Ryanair would likely cut back its Glasgow, Edinburgh and Belfast routes in the event of a no-deal Brexit, according to chief executive Michael O'Leary.

Asked by analysts about the location of cuts planned in the coming months as a result of delays in the delivery of the Boeing 737 MAX, Mr O'Leary said the three routes would be obvious candidates.

"An obvious one (to cut) if there is a hard Brexit at the end of October, we have three UK domestic routes ... They would readily fall out straight away," he said.

"There is a longer-term question mark over those in a hard Brexit," Mr O'Leary said. "Frankly ... we are not growing in Edinburgh, Glasgow or Belfast."

The airline has reported a 21% drop in quarterly profit as overcapacity and a price war in Germany drove ticket prices lower, but the airline kept its profit target for the year unchanged.

Shares in Europe's largest low-cost carrier have almost halved in value in two years as the company deals with overcapacity, Britain's plans to leave the European Union and delays in the delivery of the Boeing 737 MAX.

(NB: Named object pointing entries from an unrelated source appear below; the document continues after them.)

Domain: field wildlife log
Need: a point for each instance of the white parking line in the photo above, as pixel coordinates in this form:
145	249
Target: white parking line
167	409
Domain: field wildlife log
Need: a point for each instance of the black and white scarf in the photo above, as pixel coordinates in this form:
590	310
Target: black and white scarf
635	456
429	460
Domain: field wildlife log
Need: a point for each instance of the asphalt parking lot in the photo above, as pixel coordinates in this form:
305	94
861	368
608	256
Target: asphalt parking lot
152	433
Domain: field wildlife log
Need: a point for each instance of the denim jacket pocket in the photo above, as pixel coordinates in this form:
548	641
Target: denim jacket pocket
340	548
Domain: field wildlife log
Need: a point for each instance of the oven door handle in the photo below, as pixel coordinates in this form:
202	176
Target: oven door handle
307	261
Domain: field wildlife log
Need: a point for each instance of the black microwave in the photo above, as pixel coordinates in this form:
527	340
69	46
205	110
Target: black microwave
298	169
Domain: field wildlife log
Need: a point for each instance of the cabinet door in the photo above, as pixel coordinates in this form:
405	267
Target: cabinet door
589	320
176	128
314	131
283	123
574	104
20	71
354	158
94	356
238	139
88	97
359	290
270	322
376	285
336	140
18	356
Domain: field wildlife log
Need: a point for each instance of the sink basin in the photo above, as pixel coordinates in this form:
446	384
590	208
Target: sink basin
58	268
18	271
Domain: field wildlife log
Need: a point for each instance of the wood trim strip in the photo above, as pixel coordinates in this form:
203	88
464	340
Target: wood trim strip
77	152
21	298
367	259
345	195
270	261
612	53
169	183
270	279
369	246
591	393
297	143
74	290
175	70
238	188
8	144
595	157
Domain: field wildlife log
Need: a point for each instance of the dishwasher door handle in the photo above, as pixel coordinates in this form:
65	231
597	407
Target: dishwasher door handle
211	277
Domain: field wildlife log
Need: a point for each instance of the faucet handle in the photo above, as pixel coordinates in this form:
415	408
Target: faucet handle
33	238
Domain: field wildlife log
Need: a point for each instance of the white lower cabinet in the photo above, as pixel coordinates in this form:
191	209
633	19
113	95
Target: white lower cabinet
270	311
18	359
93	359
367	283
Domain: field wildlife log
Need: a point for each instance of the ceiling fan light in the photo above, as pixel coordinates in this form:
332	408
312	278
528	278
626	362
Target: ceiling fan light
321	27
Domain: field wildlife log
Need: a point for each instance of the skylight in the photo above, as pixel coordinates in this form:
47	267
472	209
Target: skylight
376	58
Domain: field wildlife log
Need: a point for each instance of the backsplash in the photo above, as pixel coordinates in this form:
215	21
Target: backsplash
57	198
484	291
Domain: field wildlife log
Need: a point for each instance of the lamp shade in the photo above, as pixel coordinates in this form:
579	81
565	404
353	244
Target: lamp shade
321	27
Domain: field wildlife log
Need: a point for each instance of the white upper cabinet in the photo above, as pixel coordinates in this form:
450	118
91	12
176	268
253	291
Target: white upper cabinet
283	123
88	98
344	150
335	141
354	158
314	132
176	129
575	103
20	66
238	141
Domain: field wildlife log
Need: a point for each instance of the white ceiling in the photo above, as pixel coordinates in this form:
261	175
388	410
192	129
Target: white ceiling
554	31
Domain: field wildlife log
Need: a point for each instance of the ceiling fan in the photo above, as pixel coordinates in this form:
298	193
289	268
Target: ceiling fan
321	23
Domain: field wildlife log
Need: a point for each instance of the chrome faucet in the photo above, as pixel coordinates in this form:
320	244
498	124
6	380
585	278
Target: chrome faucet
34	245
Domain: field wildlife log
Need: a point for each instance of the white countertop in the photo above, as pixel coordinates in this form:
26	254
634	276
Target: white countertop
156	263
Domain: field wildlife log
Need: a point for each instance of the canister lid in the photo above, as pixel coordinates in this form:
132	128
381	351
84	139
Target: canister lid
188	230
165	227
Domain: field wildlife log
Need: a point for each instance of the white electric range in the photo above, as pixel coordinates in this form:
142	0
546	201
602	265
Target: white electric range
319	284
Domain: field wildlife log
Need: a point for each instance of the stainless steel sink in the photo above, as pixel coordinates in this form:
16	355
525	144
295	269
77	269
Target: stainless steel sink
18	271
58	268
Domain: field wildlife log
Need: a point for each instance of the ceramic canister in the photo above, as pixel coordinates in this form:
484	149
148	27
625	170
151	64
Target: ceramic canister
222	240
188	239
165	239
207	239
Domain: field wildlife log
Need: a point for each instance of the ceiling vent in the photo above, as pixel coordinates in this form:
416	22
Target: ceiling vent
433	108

In recent weeks, it has been also been hit the threat of strike action by pilots in Ireland and the UK and cabin crew in Portugal.

Chief Financial Officer Neil Sorohan declined to comment on the likelihood of disruption in the coming weeks, but described the timing of ballots for industrial action as "a little bit unusual" given concerns around the MAX and Brexit and said the airline was open to talks.

The Dublin-based airline reported a profit after tax of €243 million for the three months to 30 June, down 21% from €309m a year earlier.

That was ahead of a forecast by a poll of analysts published by Ryanair ahead of the results of €232m.

"The June quarter results were not quite as bad as feared," Liberum analyst Gerald Khoo said in a note, adding that ticket revenue was slightly light compared with forecasts but revenue from optional extras was better than anticipated.

Ryanair reiterated its profit forecast for the year to 31 March 2020 of between €750m and €950m, compared to a forecast of €832m in the analyst poll.

"Current FY consensus is already in the bottom half of management's guidance range, but there may be some slippage as higher estimates are reined in," Mr Khoo said.

Ryanair said its fares in the three months to the end of June declined 6% from a year earlier and said it expected a similar fall for the remainder of the summer.

Average fares for the year to end-March 2020 will be towards the lower end of its guidance range of -2% to +1%.

Ryanair's shares closed 1.4% lower in Dublin this evening.